Heyho,
I’d like to use the Jetson inference Library for a Project and I’m stuck with using already installed IP Cameras with 1440p image format and try this workaround for RTSP image input
Do I have to preprocess the images made by the camera before I can label them? I plan to Label them using labelimg like someone does in this post
Does the Transfer learning feature of Jetson inference take images of any resolution and does the resizing by itself.
Same with the Camera input, do I have to resize it?
Hi @CN_Jetter, it automatically handles the resizing internally (both for training and inference), so it doesn’t matter what the camera resolution is. For example, with SSD-Mobilenet the video feed will automatically be resized down to 300x300 before being fed into the DNN (you don’t need to worry about this or take it into consideration during labelling)

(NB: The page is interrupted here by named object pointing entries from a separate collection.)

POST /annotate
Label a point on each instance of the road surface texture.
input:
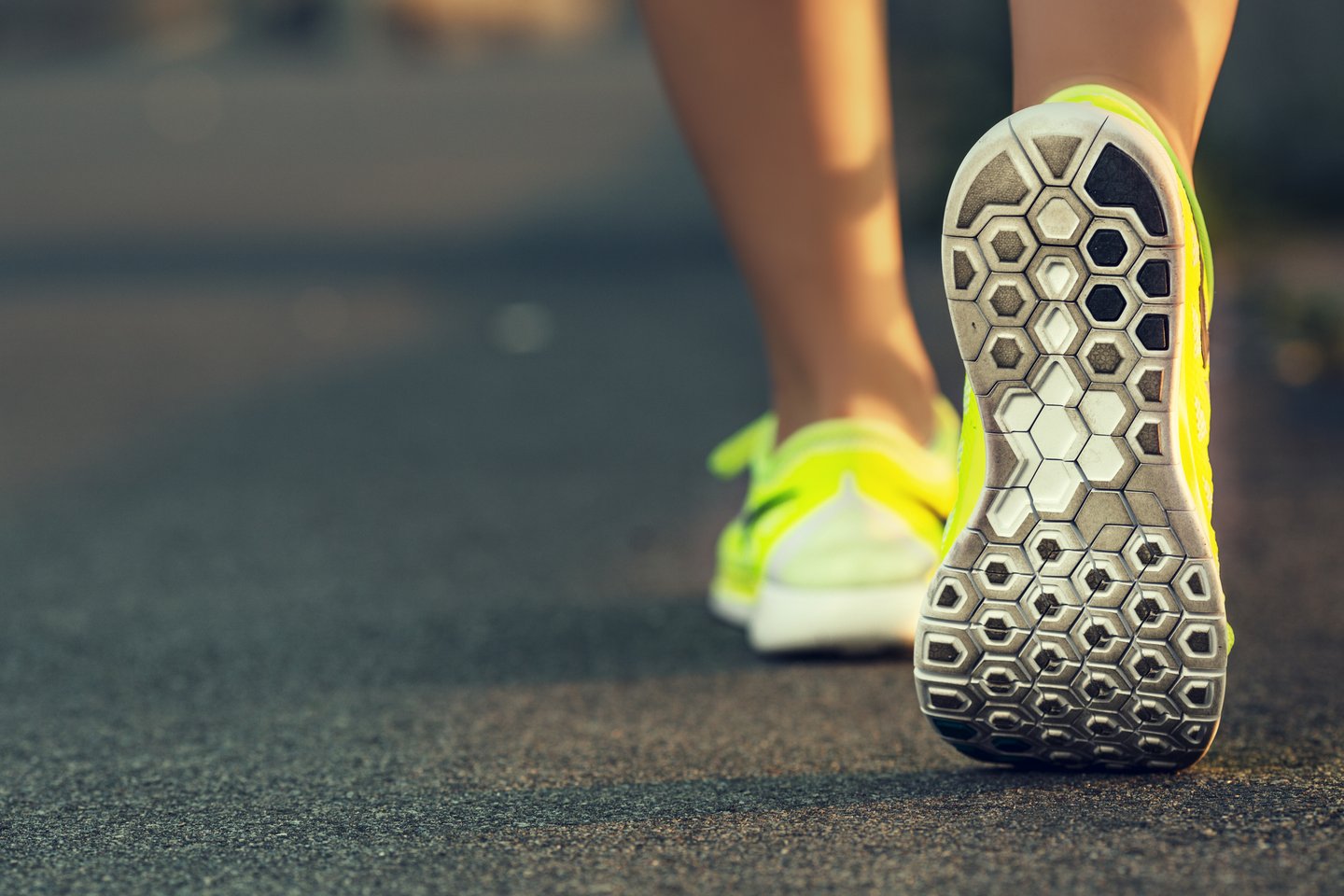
(354, 529)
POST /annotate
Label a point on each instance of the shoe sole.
(1078, 620)
(855, 620)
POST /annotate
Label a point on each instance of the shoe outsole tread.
(1078, 620)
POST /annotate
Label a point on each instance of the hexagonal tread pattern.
(1077, 621)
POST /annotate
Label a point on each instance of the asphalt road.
(355, 529)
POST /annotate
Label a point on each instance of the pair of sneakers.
(1050, 558)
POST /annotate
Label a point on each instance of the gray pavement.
(354, 534)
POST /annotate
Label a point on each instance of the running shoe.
(1077, 618)
(839, 535)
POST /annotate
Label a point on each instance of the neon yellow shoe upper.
(1194, 363)
(842, 504)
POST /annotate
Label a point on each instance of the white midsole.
(791, 618)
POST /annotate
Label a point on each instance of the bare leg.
(787, 109)
(1163, 52)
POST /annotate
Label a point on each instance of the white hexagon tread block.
(1101, 459)
(1057, 277)
(1054, 485)
(1058, 219)
(1059, 433)
(1056, 330)
(1057, 385)
(1103, 412)
(1017, 412)
(1010, 511)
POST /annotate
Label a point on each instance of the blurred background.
(204, 198)
(357, 361)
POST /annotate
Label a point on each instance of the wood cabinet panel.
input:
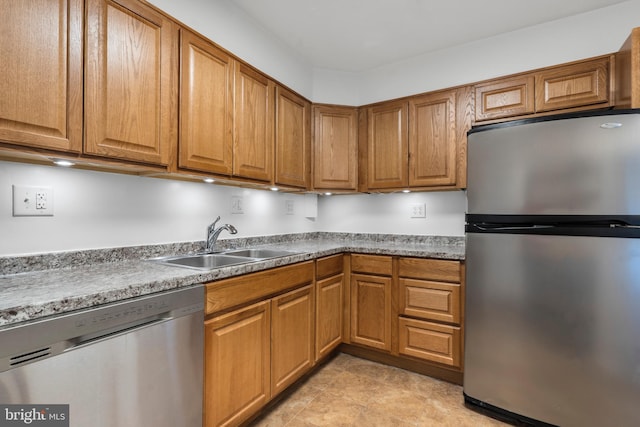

After trying labelimg and CVAT, I prefer to use CVAT tool because it exports the dataset with Pascal VOC directory structure. Whereas labelimg just gives you a bunch of XML files. In theory each can be made to work though.
After trying labelimg and CVAT, I prefer to use CVAT tool because it exports the dataset with Pascal VOC directory structure. Whereas labelimg just gives you a bunch of XML files. In theory each can be made to work though.
I was kinda set off by the rather complex interface of CVAT (couldn’t find the screen where I can create the bboxes with the lables).
I should give it a second chance. Thank you for pointing out the benefits of CVAT
Yea, CVAT interface is more complex. With any tool I recommend to do a small subset of annotations first (say just 10 images), and then make sure you can run that through train_ssd.py to make sure it’s working before you spend a lot of time annotating.
The only mod needed with CVAT was to make a labels.txt for the dataset (the class names, one per line). The text file it exports in the root level of the dataset is not that.